Hospitals will be told to make urgent improvements if any department is providing poor care, under new Ofsted-style ratings prompted by the Mid Staffordshire NHS scandal.The "tough and rigorous" ratings will go further than Ofsted's single overall ranking for schools in England by giving an official assessment, from "inadequate to "outstanding", based on inspections of every department of every hospital.
The Care Quality Commission (CQC), which regulates NHS care, hopes the ratings will drive up standards and give patients and families a better insight into the quality of treatment they can expect from particular hospital services.
Under CQC plans being unveiled on Monday, inspectors will rate every department, as well as each hospital and hospital trust, as inadequate, requires improvement, good or outstanding.

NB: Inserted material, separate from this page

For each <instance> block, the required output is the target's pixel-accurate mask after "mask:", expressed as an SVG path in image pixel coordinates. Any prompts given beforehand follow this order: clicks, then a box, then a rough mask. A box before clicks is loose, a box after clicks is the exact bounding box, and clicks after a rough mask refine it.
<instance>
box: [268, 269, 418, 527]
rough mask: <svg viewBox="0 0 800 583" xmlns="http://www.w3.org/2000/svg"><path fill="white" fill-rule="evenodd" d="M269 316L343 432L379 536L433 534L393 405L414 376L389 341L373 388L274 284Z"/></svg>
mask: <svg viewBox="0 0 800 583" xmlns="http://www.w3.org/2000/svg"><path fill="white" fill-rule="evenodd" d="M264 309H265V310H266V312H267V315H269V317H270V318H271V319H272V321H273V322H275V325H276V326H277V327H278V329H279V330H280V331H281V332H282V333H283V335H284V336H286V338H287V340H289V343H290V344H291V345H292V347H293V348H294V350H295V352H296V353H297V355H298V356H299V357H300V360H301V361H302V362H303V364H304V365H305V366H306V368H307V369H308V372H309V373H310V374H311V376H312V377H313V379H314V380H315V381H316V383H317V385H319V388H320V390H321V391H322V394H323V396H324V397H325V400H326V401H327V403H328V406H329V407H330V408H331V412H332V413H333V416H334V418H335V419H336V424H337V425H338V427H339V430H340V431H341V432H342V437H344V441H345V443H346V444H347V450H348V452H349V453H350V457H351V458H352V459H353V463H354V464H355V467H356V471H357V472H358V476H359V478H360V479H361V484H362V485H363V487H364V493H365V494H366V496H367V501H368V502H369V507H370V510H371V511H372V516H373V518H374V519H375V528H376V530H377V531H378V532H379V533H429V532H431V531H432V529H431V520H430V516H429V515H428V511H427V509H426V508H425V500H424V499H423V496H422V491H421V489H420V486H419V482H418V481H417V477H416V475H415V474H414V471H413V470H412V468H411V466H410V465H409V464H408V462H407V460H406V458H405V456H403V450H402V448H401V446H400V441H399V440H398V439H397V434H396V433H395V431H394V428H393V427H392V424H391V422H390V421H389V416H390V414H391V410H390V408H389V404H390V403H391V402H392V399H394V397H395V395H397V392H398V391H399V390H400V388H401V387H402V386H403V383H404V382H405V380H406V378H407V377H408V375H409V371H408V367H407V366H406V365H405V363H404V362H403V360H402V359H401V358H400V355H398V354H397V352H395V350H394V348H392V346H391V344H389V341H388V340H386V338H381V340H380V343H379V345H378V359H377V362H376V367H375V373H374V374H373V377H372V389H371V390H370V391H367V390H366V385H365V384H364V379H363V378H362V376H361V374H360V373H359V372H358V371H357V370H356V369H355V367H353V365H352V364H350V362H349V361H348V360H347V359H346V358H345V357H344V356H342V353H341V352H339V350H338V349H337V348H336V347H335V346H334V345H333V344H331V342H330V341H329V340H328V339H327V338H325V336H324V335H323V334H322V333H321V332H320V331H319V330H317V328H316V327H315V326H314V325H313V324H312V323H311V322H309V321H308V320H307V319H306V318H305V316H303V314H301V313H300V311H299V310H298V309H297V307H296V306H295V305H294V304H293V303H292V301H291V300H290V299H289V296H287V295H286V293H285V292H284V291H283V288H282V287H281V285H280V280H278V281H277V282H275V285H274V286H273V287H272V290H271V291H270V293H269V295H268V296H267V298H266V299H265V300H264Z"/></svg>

The changes will begin in October, with the first ratings published in December.
The switch from the CQC's widely discredited hospital monitoring system was ordered by the health secretary, Jeremy Hunt, in the wake of Robert Francis QC's report in February into events at Stafford hospital, where between 400 and 1,200 patients died unnecessarily as a result of poor care and neglect from 2005-2008.
Inspectors will examine if the care is safe, effective, caring and compassionate, well-led and responsive to patients' needs, and decide on a rating for each. They will examine if staff have breached any of 10 new "fundamental standards" of care, as suggested by Francis.
Failings such as dementia patients being isolated in their rooms all day and not receiving support and stimulation, would be classed as a breach of the fundamental standards. Lapses such as a patient going thirsty because his or her water jug has not been filled, or hungry because staff have not helped with eating, would not necessarily on their own count as a breach, unless they were found to happen regularly or across a number of departments.